Professor Richard Kingsford, director of the Centre for Ecosystem Science, from UNSW School of Biological, Earth and Environmental Sciences, says dams, weirs and other river barriers have disrupted fish reproduction cycles, as many river fish are prevented from migrating to spawn.
“Just in the Murray-Darling Basin rivers alone, there are 10,000 barriers of all kinds throughout the river system which have contributed to native fish numbers declining by 90 per cent. If we could reconnect our rivers and give fish the ability to navigate our rivers safely, we would see more breeding and healthier native fish populations in our rivers,” he said.
It’s a problem that Australian scientists have been trying to solve for more than a century, with a number of types of fishways constructed to help fish to navigate past barriers. They have generally been found too expensive to install and maintain, with some larger systems often failing to adequately do the job.
How it works
UNSW Engineering’s adjunct professor Bill Peirson was one of the scientists who built and tested a prototype of the tube fishway at Manly Vale.
“A key issue is attracting fish into a pipe so that we can move them up the slope with the new fishway,” he said.
In order to test the prototype, Peirson and his colleague Dr Stefan Felder connected two large tanks with two pipes that pumped water to and fro. In the tank at the bottom of the slope, a small Australian bass fish was coaxed into a chamber before being propelled at high speed in oxygenated water through a Perspex tube into a tank further up the slope — some eight metres higher in elevation.
“Dr Harris showed that with appropriate geometries, fish can be reliably attracted into the chamber. The beauty of the design is that it uses the energy available from the reservoir above to then lift the fish,” Peirson said.
In a commercial setting, installations of the tube fishway would use connecting tubes considerably larger than the 90 mm one used in the prototype.
“Our numerical modelling work shows that this system will work reliably for pipes at least one metre in diameter, lifting fish more than 100 m vertically. This is potentially a game changer in the ecological management of large dams,” he said.
The solution designed by Peirson and Harris is relatively inexpensive, easily adaptable to the local environment, and leaves only a small carbon footprint.
The next steps
Peirson said that the challenge that his team is looking to address is getting the fish downstream in the river.

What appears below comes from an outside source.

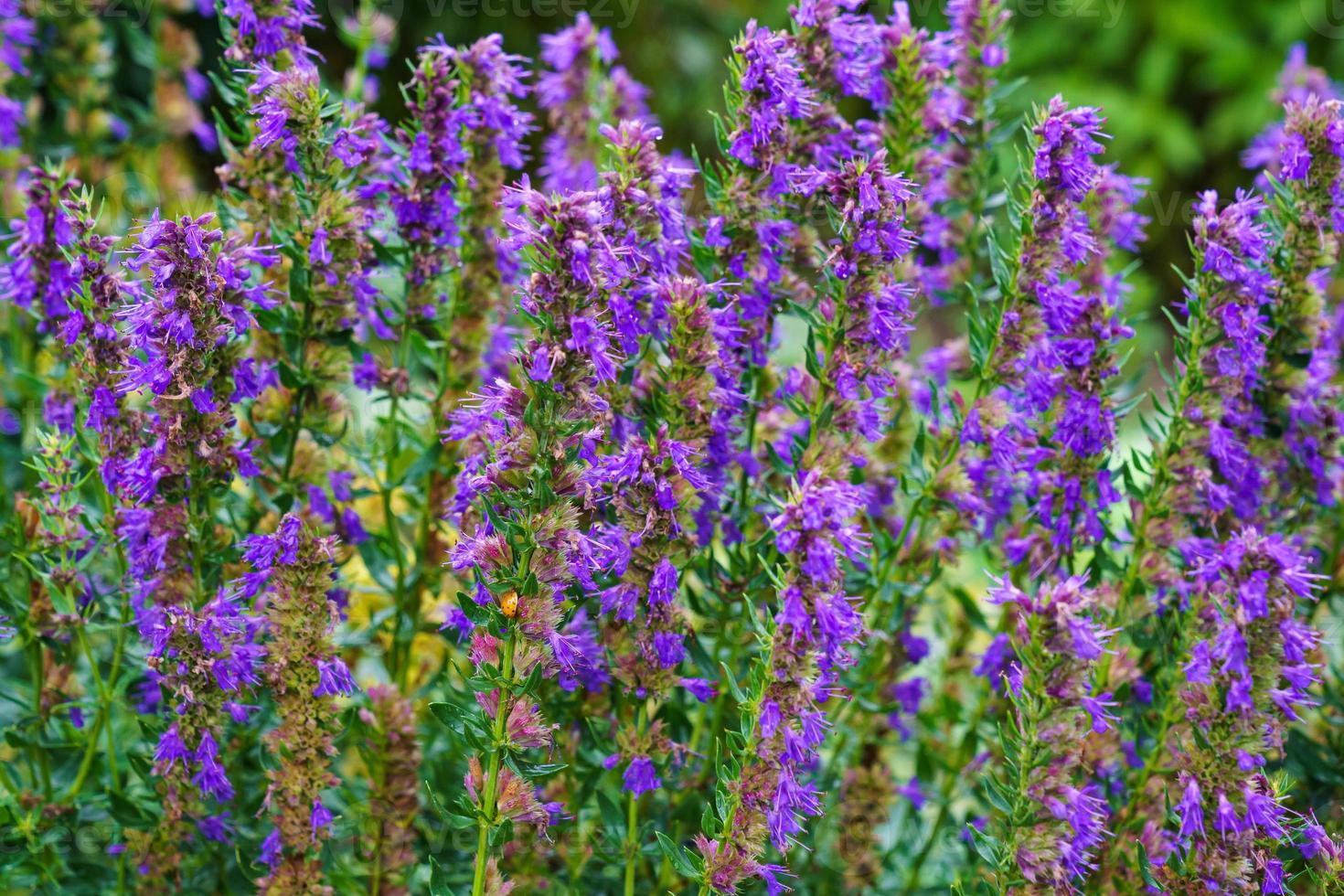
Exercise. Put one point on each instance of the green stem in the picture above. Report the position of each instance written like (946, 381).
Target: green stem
(486, 819)
(632, 841)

“This is not important for small structures — they just swim down with the flow. However, for high structures they can be killed by impacts in the overflow and we need to find gentler ways for them to descend large dams,” he said.
The researchers are looking for opportunities to implement the tube fishway in a commercial installation and are currently in talks with Parramatta City Council about the potential to install one at Parramatta’s Marsden St Weir, which will allow wild fish to move upstream.
“Many of our weirs are very old — created to provide water supplies during Australia’s long droughts. It is exciting to think that within the next few years, wild fish might be able to migrate along a river for the first time in more than a century,” he said.
Another important step as they translate the design into the real world will be ensuring that original river structures are not diminished while promoting the health of the fish stocks using these waterways.
“There’s no reason why we can’t have dams and healthy river systems at the same time,” he added.